In “Waiting for the Light,” his first solo gallery exhibition in the United States, Spanish filmmaker Pedro Almodóvar presented twenty-four sharp-focus photographs (all 2018 or 2019) of gleaming glass or ceramic vessels set against a gray wall or brightly hued monochrome panels. These still lifes share the colorful, Pop-art look of the director’s acclaimed films, such as Women on the Verge of a Nervous Breakdown (1988), Talk to Her (2002), and Volver (2006), but also, with their dense surface detail, resemble photorealist paintings by artists such as Charles Bell and Roberto Bernardi, as well as the Precisionist still lifes of Claudio Bravo.
Almodóvar refers directly to the history of painting in several works, including Homage to Zurbarán, To Morandi, and Menina. This last photo features—on a chartreuse-colored tabletop and against a turquoise background—a single, bottom-heavy vase that echoes the hooped skirts worn by the princess and her attendants in Diego Velázquez’s masterpiece Las Meninas (1656) and that holds a chrysanthemum whose wilted yellow blossom evokes the princess’s blonde hair. The objects in all the photographs, in fact, suggest characters of sorts. The clunky red cup that barely contains a bunch of decaying flowers in Untitled I reads as an unruly misfit, particularly when compared with the rather aristocratic-seeming red bulbous vessel sporting a fresh, proud flower in Red Vase with Pink Chrysanthemum. The weighty cut-crystal vase and the curvaceous blown-glass piece that stand against a backdrop of vertical stripes in Multiple Background 2 suggest an odd couple in a theatrical production, while the six variously shaped glass vases in A Chorus Line evoke an especially ragtag version of the titular type of dance ensemble.

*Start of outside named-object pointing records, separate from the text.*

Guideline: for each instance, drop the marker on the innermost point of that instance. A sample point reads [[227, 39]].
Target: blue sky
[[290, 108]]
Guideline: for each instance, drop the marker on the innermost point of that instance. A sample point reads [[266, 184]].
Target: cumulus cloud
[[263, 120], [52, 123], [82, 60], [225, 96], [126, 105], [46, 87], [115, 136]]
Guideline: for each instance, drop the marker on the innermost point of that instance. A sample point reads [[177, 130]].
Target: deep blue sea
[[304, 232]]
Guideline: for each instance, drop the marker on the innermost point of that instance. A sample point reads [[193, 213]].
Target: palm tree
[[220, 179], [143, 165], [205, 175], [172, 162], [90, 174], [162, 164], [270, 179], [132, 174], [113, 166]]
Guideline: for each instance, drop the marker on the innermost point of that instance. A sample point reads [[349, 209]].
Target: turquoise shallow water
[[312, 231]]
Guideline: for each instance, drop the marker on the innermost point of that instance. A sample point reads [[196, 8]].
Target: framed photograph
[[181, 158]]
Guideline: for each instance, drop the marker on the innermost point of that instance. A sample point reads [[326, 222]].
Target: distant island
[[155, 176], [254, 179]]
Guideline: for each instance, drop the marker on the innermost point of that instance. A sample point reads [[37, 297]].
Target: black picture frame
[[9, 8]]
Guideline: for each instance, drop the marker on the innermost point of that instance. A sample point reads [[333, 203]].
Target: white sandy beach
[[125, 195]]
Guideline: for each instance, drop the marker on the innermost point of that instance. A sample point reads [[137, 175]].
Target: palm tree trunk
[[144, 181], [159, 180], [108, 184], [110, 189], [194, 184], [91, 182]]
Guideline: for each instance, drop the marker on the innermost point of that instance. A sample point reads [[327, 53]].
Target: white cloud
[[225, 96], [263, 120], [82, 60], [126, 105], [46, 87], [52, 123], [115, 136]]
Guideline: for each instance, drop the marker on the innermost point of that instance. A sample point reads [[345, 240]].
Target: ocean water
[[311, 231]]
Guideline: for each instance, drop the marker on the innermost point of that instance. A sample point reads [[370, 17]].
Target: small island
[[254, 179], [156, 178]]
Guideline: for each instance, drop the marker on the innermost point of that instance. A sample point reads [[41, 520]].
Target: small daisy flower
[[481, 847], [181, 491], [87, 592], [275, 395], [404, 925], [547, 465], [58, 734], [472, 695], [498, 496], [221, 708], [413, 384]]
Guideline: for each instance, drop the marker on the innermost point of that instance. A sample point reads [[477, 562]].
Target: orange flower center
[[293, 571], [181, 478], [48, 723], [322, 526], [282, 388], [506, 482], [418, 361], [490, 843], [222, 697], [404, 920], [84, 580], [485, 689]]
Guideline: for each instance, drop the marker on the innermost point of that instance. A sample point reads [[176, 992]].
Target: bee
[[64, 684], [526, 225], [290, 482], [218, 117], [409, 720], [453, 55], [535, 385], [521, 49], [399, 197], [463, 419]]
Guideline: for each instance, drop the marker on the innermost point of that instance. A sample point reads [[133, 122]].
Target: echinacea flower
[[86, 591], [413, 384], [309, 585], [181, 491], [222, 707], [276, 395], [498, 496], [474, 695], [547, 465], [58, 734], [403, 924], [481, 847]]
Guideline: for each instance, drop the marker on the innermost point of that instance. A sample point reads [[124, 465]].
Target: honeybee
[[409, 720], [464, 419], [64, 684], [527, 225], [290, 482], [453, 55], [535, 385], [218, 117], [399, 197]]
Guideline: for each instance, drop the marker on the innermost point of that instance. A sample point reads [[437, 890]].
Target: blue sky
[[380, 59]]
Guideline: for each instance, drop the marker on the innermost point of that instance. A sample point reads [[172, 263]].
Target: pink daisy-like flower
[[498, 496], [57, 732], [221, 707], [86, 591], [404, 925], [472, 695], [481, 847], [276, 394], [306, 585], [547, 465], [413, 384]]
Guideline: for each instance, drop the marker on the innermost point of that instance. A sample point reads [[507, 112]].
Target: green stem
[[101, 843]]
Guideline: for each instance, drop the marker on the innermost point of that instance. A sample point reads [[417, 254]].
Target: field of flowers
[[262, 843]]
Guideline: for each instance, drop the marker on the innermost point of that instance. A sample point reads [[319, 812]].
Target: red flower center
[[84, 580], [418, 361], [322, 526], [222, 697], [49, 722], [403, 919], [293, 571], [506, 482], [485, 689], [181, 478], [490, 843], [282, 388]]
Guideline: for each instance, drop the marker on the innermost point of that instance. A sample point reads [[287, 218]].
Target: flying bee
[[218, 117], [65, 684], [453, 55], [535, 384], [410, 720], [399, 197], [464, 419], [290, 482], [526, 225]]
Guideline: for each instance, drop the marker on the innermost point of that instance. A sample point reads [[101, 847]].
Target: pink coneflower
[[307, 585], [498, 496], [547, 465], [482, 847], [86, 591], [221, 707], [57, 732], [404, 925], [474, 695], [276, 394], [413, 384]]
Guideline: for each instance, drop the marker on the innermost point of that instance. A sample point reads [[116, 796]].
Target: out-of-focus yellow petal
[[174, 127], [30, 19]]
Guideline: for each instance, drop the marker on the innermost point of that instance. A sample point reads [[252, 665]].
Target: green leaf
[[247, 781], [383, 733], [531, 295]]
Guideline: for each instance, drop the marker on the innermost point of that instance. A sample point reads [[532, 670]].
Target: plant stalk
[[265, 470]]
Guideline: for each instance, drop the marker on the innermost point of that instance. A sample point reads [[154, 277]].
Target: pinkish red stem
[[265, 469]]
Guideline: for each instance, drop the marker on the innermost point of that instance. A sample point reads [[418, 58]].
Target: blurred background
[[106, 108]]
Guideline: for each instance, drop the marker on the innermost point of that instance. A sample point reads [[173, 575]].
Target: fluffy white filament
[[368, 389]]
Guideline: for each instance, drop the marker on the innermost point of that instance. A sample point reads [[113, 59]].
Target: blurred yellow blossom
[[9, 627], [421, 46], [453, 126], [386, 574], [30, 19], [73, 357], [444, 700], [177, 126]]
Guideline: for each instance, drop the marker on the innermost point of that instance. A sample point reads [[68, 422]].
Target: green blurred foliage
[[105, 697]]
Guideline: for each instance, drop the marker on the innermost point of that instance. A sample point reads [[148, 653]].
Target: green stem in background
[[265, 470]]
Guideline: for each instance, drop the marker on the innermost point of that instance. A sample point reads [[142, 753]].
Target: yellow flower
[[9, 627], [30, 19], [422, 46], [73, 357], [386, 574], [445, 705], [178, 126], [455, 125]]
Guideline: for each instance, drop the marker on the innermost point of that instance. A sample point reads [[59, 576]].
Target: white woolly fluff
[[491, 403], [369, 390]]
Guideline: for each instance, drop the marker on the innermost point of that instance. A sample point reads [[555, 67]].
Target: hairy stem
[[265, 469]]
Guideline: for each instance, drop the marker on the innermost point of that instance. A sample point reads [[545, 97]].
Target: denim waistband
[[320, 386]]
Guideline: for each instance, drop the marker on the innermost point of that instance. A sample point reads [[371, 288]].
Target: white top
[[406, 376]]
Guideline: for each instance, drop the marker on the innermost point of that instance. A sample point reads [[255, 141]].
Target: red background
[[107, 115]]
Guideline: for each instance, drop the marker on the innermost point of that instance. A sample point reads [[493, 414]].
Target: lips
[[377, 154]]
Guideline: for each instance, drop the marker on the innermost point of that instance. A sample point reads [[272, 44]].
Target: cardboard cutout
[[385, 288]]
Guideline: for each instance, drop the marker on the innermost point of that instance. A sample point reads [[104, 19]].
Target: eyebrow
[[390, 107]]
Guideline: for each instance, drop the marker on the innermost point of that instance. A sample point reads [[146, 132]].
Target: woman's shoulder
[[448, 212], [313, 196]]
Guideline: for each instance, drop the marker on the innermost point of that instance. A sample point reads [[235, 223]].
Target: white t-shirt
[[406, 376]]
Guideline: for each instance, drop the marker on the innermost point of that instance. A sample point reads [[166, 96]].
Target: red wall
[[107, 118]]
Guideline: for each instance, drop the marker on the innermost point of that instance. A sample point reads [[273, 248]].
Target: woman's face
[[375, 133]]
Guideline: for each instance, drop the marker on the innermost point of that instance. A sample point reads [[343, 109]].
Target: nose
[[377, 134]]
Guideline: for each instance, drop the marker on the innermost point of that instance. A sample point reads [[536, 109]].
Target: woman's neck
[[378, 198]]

Almodóvar shot the photographs in his home using only natural light and, as the show’s title suggests, waited until the moment when it was exactly right. This process no doubt required a great deal of time and patience, and speaks to skills he has honed over his decades as a filmmaker. Further underscoring the still lifes’ relationship to his filmmaking, Almodóvar exhibited several photos he took on set for his latest movie, Pain and Glory, which opens in the United States on October 2 and concerns an aging film director, played by Antonio Banderas, who briefly reunites with a lover of his youth. It is an intimate, semiautobiographical story filled with visual wit. Almodóvar offered something similar in “Waiting for the Light,” using objects from his home to create compelling dramas of light, color, and form that hint at various aspects of life, from absurdity to melancholy to inspiration.